L’hibiscus est de ces arbustes qu’on remarque, avec ses grandes fleurs colorées qui transforment un coin de terrasse ou de jardin en scène tropicale. Beaucoup de jardiniers rêvent d’en avoir plusieurs sans passer par la case pépinière. Bonne nouvelle : à partir d’une simple tige, il devient possible de créer de nouveaux plants, sans connaissances poussées ni matériel compliqué.

Semis, greffe ou marcottage existent, mais pour l’hibiscus une voie se détache clairement pour qui veut aller vite : la bouture. Cette technique reproduit à l’identique la plante que vous aimez, avec la même couleur de fleur et la même vigueur, tout en restant abordable. Reste une question qui intrigue beaucoup de amateurs : comment s’y prendre pour bouturer simplement, et surtout en obtenir beaucoup plus.

Bouture d’hibiscus : pourquoi cette méthode est la plus simple

Le principe de la bouture d’hibiscus est assez rassurant : on prélève un morceau de tige sur un sujet en pleine santé, qui donnera un clone fidèle. Pas de surprise sur la floraison, contrairement au semis où la descendance peut varier. Cette méthode convient aussi bien à l’hibiscus des jardins, Hibiscus syriacus, qu’à l’hibiscus tropical de véranda, Hibiscus rosa-sinensis, à condition d’utiliser des pousses au bon stade.

Les spécialistes recommandent une tige semi-aoûtée, encore souple mais déjà un peu lignifiée. On vise des rameaux de 8 à 12 cm, d’épaisseur type crayon, portant deux ou trois paires de feuilles bien vertes, sans taches ni fleurs. La meilleure période se situe en général entre août et septembre, lorsque la croissance reste active. Pour mettre toutes les chances de votre côté, préparez au moins quatre à six boutures plutôt qu’une seule.

Bouturer un hibiscus pas à pas : la technique simple à l’étouffée

La méthode la plus accessible reste la méthode à l’étouffée, en pot, sous une petite serre improvisée. L’idée est de garder autour de la bouture une atmosphère très humide et chaude, tout en laissant le substrat respirer. Pas besoin d’équipement de professionnel, quelques objets du quotidien suffisent. Pour cela, préparez :

  • un sécateur désinfecté ;
  • un petit pot percé rempli d’un substrat très drainant ;
  • une hormone d’enracinement à base d’IBA, acide indole-butyrique, et un sac plastique transparent ou une cloche pour couvrir le pot.
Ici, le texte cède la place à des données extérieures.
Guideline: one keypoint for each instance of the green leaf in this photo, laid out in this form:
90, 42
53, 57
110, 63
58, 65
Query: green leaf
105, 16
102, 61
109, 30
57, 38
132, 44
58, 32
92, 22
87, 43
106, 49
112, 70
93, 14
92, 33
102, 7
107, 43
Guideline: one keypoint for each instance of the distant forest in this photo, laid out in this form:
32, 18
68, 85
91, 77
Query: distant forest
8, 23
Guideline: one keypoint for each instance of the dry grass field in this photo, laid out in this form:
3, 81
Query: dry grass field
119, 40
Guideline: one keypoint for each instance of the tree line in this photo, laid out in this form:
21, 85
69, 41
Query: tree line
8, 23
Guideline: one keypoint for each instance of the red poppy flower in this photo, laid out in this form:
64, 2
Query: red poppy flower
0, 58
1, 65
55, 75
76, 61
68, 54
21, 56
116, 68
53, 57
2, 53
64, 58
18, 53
Coupez chaque tige net à 45 degrés juste sous un nœud, puis retirez les feuilles du bas pour limiter l’évaporation. Trempez la base dans l’hormone, tapotez l’excédent et glissez la bouture dans le mélange légèrement humide, en tassant autour avec les doigts. Arrosez doucement, puis couvrez avec le sac ou la cloche et installez à la lumière indirecte, à 20 à 25°C, loin du soleil direct et des courants d’air. Ouvrez la mini-serre quelques minutes chaque jour pour renouveler l’air. Le substrat doit rester humide au toucher, jamais détrempé ni complètement sec.

Multiplier ses hibiscus en série : combien de temps et comment en obtenir beaucoup

L’enracinement commence souvent au bout de trois à cinq semaines, parfois jusqu’à huit selon la température et l’espèce. Des feuilles qui restent bien fermes et l’apparition de petites pousses vert tendre indiquent que la bouture se porte bien. Pour vérifier sans la déranger, tirez très légèrement sur la tige : si vous sentez une résistance, les racines sont là. Retirez alors progressivement la protection pendant quelques jours avant de rempoter dans un contenant plus grand.
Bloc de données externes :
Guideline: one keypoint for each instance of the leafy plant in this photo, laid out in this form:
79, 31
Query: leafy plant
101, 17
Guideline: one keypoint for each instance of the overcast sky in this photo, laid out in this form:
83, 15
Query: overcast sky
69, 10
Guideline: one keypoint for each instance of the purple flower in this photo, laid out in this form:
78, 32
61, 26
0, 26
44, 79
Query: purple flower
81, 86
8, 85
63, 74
Pour vraiment en obtenir beaucoup, raisonnez en petite production. Sur un seul pied vigoureux, vous pouvez prélever plusieurs séries de boutures sur la saison et installer quatre à six pots regroupés dans un même bac, sous un grand sac plastique. Une routine simple aide à limiter les pertes : contrôler l’humidité tous les deux jours, retirer aussitôt les feuilles qui noircissent, protéger du soleil brûlant. Si quelques tiges pourrissent ou sèchent, c’est normal, celles qui restent donneront déjà un beau massif.